In principio voleva rappresentare un clone migliorato dell’originale e riuscitissimo videogioco di strategia in tempo reale Total Annihilation. Oggi invece il progetto ha assunto il connotato più di un avanzato motore di strategia in tempo reale con una ottima grafica 3D.
Molti di voi sapranno che esistono dei repository per Ubuntu Gutsy dai quali prelevare i pacchetti precompilati del gioco… li potete trovare su launchpad se vi interessano. Chi, come me è gia “sotto le grinfie” di Hardy non può usufruire di tali pacchetti per vari problemi di dipendenze che questi comportano.
Mi sono così deciso ad aggirare il problema recuperando i sorgenti e ricostruendo il pacchetto con le dipendenze giuste per Hardy. Ma adesso veniamo al dunque: Come installare ed essere pronti al gioco…
INSTALLAZIONE
La prima operazione da compiere naturalmente è quella di recuperare tutti i pacchetti necessari. Cliccate sui link seguenti e salvate i pacchetti dove più vi pare (supponiamo nella vostra home)
Installate in ordine con Gdebi questi pacchetti ed avrete un’installazione pulita di Spring sul vostro computer.

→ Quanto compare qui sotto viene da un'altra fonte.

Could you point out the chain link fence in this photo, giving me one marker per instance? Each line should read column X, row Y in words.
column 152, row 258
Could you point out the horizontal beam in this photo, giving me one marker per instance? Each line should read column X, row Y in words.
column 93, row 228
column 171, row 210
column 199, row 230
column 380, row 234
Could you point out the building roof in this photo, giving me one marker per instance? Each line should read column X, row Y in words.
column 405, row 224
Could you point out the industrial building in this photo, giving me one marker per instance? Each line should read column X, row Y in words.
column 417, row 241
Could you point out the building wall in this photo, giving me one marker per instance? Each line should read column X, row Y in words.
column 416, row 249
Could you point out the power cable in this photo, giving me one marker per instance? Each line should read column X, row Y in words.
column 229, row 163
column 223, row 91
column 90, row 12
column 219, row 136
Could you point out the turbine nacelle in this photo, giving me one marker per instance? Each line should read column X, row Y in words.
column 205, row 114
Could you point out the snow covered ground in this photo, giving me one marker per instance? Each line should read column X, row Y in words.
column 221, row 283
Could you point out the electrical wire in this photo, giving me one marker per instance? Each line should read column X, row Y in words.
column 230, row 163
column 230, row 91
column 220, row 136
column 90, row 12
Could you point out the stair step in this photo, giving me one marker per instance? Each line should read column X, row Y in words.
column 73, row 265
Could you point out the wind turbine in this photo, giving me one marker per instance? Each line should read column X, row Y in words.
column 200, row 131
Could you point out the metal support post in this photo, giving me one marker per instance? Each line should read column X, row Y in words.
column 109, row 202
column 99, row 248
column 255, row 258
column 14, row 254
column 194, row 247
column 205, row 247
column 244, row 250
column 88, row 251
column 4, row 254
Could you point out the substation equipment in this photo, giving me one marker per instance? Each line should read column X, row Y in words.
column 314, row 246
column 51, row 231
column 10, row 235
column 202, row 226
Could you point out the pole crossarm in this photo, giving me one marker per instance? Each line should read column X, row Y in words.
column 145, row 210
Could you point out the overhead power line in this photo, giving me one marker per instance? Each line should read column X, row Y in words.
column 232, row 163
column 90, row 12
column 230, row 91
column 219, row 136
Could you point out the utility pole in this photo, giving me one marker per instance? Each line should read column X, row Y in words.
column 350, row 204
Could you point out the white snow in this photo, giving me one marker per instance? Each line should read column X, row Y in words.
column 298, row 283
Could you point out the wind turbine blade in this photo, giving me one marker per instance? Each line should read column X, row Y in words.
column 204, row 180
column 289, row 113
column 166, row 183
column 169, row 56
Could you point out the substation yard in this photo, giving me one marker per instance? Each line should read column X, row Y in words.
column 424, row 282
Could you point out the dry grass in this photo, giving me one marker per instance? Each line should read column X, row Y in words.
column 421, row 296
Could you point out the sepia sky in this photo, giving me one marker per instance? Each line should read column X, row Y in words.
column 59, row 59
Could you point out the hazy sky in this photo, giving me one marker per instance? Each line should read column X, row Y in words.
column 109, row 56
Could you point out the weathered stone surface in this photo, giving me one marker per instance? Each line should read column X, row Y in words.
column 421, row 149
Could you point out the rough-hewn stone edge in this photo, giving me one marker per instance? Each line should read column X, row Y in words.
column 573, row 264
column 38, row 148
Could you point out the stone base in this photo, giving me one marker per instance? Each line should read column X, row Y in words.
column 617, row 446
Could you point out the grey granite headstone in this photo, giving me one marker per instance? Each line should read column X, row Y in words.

Adesso non resta che ritoccare alcuni piccoli aspetti per far funzionare il gioco al meglio.
Innanzitutto create le cartelle nella vostra home directory dove aggiungerete i vari contenuti come mappe, mod etc:
mkdir ~/.spring ~/.spring/base ~/.spring/maps ~/.spring/mods
Adesso recuperate un archivio contenente alcuni files utili per il vostro gioco e necessari per molte mod. Si tratta di files protetti da copyright e per poterli utilizzare dovete possedere una copia originale del gioco Total Annihilation.
wget http://ipxserver.dyndns.org/games/spring/mods/xta/base-ota-content.zip
unzip -d ~/.spring/base base-ota-content.zip
Come ultima cosa non vi resta che scegliere una mod adatta per il gioco. io vi consiglio Complete Annihilation. Per esperienza personale la migliore modifica che ci sia in circolazione sulla base di Total Annihilation. Installarla è estremamente semplice: basta scaricare l’archivio da questo link ed eseguire lo script presente al suo interno che provvederà a scaricare e installare la mod in modo totalmente automatico.
Il download può durare a lungo quindi abbiate pazienza e lasciate che lo script porti a termine l’operazione.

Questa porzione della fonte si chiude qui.